[英]How to convert 2D arrays in dictionary into one single array?
I have the following code:我有以下代码:
import random
import numpy as np
import pandas as pd
num_seq = 100
len_seq = 20
nts = 4
sequences = np.random.choice(nts, size = (num_seq, len_seq), replace=True)

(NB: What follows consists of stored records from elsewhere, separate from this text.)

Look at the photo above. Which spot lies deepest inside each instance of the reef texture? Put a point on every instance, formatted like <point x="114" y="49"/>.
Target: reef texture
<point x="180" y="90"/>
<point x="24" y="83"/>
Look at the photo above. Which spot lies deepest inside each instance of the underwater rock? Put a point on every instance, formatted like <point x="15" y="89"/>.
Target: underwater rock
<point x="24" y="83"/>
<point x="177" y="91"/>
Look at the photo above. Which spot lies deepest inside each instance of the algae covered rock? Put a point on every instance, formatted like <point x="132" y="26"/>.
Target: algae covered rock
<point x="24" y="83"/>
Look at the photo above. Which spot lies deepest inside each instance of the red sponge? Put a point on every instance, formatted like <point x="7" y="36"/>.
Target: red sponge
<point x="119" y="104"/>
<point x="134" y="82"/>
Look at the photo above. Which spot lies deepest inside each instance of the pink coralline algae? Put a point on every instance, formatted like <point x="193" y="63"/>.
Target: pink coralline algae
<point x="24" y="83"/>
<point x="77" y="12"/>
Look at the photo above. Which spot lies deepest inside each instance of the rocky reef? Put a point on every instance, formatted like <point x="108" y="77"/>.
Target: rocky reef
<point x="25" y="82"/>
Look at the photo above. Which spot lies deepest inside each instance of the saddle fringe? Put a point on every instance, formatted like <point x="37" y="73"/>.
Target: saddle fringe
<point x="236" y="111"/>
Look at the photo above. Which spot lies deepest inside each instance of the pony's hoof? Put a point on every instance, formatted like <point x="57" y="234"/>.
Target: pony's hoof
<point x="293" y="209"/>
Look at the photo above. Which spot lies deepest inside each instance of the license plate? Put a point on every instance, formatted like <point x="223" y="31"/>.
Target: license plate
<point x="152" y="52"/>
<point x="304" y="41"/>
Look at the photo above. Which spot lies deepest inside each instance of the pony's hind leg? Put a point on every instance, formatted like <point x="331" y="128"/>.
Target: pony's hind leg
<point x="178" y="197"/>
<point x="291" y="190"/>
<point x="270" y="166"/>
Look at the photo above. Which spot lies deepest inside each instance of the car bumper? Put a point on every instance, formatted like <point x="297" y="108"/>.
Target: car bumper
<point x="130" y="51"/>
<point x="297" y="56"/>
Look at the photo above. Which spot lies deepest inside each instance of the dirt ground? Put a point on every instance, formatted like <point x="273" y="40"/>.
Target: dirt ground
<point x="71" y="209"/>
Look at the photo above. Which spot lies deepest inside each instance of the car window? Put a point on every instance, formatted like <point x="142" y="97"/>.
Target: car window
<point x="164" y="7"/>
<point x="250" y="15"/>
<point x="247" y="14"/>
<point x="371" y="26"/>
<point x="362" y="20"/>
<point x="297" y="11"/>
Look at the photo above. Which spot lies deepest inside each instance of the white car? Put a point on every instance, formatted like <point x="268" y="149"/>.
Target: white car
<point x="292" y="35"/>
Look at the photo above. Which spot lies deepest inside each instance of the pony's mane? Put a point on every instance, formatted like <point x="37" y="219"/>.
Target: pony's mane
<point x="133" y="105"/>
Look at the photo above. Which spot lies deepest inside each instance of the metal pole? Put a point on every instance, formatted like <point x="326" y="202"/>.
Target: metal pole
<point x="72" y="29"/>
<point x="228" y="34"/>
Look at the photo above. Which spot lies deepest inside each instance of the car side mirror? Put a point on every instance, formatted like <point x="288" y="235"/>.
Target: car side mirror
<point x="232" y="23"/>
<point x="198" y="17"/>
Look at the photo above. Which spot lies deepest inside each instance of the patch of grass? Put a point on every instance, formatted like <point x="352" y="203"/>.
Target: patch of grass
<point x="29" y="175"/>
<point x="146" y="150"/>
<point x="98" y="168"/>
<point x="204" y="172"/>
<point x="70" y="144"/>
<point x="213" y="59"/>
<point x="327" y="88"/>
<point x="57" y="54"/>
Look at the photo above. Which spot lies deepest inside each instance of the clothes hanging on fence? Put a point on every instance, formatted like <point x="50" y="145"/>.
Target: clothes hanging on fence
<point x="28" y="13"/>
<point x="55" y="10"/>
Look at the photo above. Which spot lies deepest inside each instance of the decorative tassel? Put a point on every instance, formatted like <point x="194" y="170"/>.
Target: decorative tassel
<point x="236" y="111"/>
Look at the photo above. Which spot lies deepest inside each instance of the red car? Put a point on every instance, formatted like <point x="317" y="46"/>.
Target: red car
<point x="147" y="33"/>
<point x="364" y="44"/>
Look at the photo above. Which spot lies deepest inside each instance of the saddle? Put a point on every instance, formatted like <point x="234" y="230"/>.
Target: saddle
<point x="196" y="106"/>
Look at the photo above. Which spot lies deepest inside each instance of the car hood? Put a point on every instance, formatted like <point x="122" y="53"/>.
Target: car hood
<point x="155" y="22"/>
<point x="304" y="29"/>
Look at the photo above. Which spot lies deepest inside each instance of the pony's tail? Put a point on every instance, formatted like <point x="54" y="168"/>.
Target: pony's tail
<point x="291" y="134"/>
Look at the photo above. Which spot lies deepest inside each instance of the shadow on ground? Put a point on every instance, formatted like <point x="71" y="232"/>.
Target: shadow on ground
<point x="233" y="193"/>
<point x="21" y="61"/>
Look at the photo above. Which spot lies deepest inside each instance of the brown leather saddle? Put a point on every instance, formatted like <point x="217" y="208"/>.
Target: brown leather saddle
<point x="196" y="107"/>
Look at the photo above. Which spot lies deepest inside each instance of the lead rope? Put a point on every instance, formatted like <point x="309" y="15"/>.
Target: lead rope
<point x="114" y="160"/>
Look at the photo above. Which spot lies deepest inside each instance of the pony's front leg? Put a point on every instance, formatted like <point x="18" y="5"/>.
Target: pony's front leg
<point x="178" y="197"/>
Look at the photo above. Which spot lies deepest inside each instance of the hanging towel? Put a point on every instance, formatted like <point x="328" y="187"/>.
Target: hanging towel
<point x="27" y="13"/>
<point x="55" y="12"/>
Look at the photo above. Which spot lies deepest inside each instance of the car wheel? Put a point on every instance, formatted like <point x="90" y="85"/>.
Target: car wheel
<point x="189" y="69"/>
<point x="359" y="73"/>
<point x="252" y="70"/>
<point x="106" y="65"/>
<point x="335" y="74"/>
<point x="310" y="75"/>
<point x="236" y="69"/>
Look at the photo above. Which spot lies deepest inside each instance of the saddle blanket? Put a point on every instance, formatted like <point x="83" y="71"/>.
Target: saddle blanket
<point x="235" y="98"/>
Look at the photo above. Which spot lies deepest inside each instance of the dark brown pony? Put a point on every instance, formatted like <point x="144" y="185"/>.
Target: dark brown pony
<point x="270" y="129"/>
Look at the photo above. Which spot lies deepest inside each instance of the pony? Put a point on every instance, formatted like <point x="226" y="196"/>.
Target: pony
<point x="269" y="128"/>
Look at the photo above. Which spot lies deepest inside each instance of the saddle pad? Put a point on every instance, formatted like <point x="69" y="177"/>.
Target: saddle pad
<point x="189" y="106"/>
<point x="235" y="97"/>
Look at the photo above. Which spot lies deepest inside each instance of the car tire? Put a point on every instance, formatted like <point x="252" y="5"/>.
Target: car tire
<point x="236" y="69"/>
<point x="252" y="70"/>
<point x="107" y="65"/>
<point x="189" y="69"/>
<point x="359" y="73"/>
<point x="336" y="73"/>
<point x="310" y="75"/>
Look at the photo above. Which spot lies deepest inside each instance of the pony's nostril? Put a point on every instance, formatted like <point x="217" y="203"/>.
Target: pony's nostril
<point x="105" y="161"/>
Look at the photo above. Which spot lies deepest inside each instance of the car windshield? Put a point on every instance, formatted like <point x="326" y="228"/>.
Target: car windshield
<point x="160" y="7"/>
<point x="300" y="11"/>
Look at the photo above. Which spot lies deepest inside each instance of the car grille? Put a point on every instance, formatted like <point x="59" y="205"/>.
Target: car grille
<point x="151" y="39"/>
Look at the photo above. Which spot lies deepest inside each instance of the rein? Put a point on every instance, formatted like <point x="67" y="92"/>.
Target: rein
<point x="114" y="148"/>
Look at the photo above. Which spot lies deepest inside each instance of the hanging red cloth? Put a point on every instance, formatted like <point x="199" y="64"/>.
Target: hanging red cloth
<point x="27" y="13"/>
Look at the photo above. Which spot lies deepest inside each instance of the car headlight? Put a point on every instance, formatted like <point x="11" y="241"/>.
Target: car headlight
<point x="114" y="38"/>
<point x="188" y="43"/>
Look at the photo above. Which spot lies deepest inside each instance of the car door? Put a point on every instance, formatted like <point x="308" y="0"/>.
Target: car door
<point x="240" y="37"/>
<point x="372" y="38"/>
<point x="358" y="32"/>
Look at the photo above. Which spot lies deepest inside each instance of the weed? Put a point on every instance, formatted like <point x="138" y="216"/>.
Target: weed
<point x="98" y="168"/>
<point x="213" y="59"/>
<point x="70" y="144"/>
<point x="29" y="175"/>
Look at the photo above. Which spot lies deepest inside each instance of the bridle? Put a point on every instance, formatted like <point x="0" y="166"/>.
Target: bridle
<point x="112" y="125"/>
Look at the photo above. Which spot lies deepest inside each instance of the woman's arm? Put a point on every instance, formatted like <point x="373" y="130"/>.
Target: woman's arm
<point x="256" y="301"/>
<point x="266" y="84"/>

sequences = np.unique(sequences, axis=0) #sorts the sequences
d = {}
pr = 5
for i in range(num_seq):
globals()['seq_' + str(i)] = np.tile(sequences[i,:],(pr,1))
d['seq_' + str(i)] = np.tile(sequences[i,:],(pr,1))
pool = np.empty((0,len_seq),dtype=int)
for i in range(num_seq):
pool = np.concatenate((pool,eval('seq_' +str(i))))
I want to convert the dictionary d
into a Numpy array (or a dictionary with just one entry).我想将字典
d
转换为 Numpy 数组(或只有一个条目的字典)。 My code works, producing pool
.我的代码有效,产生
pool
。 However, at bigger values for num_seq
, len_seq
and pr
, it takes a very long time.但是,在
num_seq
、 len_seq
和pr
的值较大时,需要很长时间。
The execution time is critical, thus my question: is there a more efficient way of doing this?执行时间很关键,因此我的问题是:有没有更有效的方法来做到这一点?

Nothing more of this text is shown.